The weather has so far been kind to us – we have had the most beautiful autumn, (or “fall”), with the maple trees turning slowly from green, to a IMG_8224beautiful trio of a crimson red, burnt orange and soft yellow. What a comparison to the brown leaves of the Scottish and English trees! I am told that we are lucky to have such a sunny fall; it is the best one they have had in years. A ‘normal’ autumn for Vancouver is constant rain from October through to December, with the occasional spurt of sun. From this logic, it seems as though I have wasted this unusual season by studying for midterms! My advice to any future students would be to choose what matters most to you. Choose your final goal carefully; would you prefer a few marks more in a midterm (worth around 20% of your final grade) or an experience that could potentially shape the rest of your year?

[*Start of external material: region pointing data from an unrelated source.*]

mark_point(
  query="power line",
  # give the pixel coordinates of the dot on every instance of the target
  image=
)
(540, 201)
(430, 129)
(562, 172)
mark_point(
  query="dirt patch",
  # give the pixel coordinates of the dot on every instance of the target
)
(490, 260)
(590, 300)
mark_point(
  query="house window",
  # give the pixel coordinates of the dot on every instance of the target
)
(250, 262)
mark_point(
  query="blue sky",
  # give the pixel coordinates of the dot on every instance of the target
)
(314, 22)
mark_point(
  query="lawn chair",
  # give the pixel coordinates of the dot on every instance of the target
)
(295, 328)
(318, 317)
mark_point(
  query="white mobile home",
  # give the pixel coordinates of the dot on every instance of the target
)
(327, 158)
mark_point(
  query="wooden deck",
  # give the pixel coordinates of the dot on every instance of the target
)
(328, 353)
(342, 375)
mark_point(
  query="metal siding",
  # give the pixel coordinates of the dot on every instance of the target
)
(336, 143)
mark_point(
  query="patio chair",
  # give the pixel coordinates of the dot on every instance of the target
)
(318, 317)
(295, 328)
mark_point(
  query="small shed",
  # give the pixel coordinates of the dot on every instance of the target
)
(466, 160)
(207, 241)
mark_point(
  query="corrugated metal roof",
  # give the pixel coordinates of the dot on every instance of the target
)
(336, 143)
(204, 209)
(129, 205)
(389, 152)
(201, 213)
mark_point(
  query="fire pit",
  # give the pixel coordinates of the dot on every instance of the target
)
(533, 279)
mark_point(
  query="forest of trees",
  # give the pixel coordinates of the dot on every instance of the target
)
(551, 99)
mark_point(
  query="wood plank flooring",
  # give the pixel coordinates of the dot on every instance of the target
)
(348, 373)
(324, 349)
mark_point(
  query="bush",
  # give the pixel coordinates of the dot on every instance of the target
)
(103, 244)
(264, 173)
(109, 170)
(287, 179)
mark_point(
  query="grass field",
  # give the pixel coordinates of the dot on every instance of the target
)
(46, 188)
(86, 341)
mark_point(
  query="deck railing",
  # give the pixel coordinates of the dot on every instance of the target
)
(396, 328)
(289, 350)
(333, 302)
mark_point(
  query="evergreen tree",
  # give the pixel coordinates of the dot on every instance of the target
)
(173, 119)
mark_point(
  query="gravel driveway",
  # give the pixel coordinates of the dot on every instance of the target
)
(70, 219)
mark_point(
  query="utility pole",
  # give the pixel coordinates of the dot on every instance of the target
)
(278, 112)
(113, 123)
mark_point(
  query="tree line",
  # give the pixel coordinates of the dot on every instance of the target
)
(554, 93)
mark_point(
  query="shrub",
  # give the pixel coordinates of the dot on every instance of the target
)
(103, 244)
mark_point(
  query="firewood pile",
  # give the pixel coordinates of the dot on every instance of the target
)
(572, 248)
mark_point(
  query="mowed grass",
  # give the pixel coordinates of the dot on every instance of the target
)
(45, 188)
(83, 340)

The weather has not all been wasted on me however. Since being here I have been on a few real adventures.  I’ll talk about the first one here – the Grouse Grind. The Grind is an intensely steep trail (it is 1.8 miles long with an elevation gain of 2,800 feet), with a mixture of man-made steps (of which there are 2,830), and uneven tree roots and mud. It takes you from the North Vancouver plateau right up to the Grouse Mountain peak.  The plateau took 2 hours to get to from UBC, although this was mostly due to poor planning and bad luck with public transport – it is approximately a 50-minute drive.



The hike was intense but hugely rewarding. At the top there are a number of shops and cafes (serving poutine of course), and best of all perhaps is a bear sanctuary.  The sanctuary is the home to two orphaned grizzly bears, Grinder and Coola, both of whom were found abandoned and close to death in BC. They have been raised in the sanctuary and seem to be as tame as bears come – you are able to stand pretty much nose to nose with them if they choose to come near you, and they are not in the slightest bit bothered by noisy and nosy tourists. The whole experience seemed other-worldly and coming back to the bustling city seemed strange after our excursion into the clouds.